Powder bed AM processes have proven to be the fastest, most cost-effective, and scalable of all the various AM methods. We wanted to develop a process that builds on existing powder bed technology to make it able to process multiple materials. Our powder deposition system is also material-agnostic — we can handle polymer, ceramic, and many metal powders.

What are the cost advantages of your technology compared to SLS?

SLS of polymers is rather wasteful because unfused powder that has undergone an hours-long heated build process changes chemically in ways that prohibit its direct re-use in a subsequent build. Some amount can be reused when mixed with virgin powder, but there is almost always an amount which is thrown away.

The problem is worse for high sintering temperature materials, such as PEEK and other high-performance thermoplastics. It happens that these materials are also quite expensive to begin with, so any powder savings translates to significant cost savings. Our system allows for the deposition of expensive build powders only where needed, because a cheap, non-fusing support powder (such as ceramic) can be co-deposited in each layer.

By using ceramic powders as reusable support how much money would I save? 

With conservative assumptions for build density and powder refresh rate based on data provided to us by a major service bureau, we estimate that the value of material wasted in a full build of PEEK powder printed in an EOS P800 system is about 32,000 USD. After only 38 full builds, the cost of powder waste would exceed the cost of the EOS P800 machine itself!

For PA12 and similar conservative assumptions, for a full build in an EOS P760 system the powder waste cost amounts to nearly 3,000 USD.
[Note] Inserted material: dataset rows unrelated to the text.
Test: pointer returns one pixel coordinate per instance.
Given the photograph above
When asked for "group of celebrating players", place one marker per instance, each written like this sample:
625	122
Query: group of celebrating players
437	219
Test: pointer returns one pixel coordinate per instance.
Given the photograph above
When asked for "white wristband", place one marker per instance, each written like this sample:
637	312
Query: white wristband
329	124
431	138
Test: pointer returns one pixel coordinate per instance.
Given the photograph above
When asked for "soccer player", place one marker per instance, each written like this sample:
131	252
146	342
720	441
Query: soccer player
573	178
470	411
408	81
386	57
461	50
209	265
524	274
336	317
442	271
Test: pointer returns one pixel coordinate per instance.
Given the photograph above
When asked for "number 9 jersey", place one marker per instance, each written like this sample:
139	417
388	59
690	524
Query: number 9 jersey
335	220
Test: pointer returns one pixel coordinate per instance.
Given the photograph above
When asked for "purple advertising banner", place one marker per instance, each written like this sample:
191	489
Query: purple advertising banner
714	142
With an Aerosint recoater depositing both non-fusing ceramic support powder and polymer build powder, we believe the powder waste rate could be reduced to less than 1% of the overall amount of powder input in the process. For PEEK this represents less than 500 USD/build, or a savings of over 31,500 USD savings per build. In the case of PA12 the waste would be reduced to 74 USD/build, corresponding to a savings of 2,926 USD/build. Considering the hundreds of builds a major service bureau would do per year per machine, the cumulative savings can easily amount to millions of dollars per year.

A more detailed analysis is here

What materials are you working on?

For the multi-material case, we have active projects to combine flexible and rigid polymers like TPU and PA12, multi-colored polymers, and steel and copper. For the powder savings case we are focused almost exclusively on PEEK, and we’re developing a powder deposition system that will withstand the extreme operating conditions needed for PEEK SLS.
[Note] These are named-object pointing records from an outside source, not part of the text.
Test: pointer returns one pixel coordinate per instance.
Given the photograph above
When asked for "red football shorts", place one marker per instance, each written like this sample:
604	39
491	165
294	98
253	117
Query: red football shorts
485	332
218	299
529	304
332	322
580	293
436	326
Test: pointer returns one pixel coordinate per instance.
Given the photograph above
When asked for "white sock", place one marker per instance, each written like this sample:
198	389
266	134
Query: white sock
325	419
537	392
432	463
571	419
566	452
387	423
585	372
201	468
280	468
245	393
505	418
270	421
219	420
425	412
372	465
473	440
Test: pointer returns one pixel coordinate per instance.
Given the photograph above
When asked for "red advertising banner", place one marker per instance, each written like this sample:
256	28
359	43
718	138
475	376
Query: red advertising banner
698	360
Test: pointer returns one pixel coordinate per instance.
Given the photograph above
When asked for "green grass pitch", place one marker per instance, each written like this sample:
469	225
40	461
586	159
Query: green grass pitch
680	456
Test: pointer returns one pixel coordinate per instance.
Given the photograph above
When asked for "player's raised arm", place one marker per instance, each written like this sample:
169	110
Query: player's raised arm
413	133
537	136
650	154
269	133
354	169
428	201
I don’t see how you could use this to combine 3D printing circuits and polymers in one step. Won’t you melt or deform the polymer?

For circuits, indeed an approach cleverer than simply melting copper and polymer side by side is needed since bulk copper has a much higher melting temperature than any thermoplastic. We know of some interesting work being done to develop sinterable polymer composite materials that can be made selectively conductive in a post-processing step. As long as the matrix polymer of the conductive precursor material has a similar melting temperature as the surrounding bulk material, it should be possible to print conductive paths and insulating material at once using our system.

What kind of metals can you combine with each other?

Our first efforts are focused on steel and copper. With the same prototype system other metal-metal combinations should eventually be possible to validate.

How mature is your technology?

Our technology is maturing quickly but many aspects still need to be validated. In particular we need to combine our powder deposition expertise with the materials processing expertise of others to push our technology closer to the market.

What kind of partners are you looking for, and why should they work with you?

Our technology should enable multi-material AM, but we have limited in-house experience and resources to explore the space of material combinations that might be possible. We’re interested in working with research institutions and especially R&D departments of companies that have identified a need for multi-material additive manufacturing for improving their products and market position.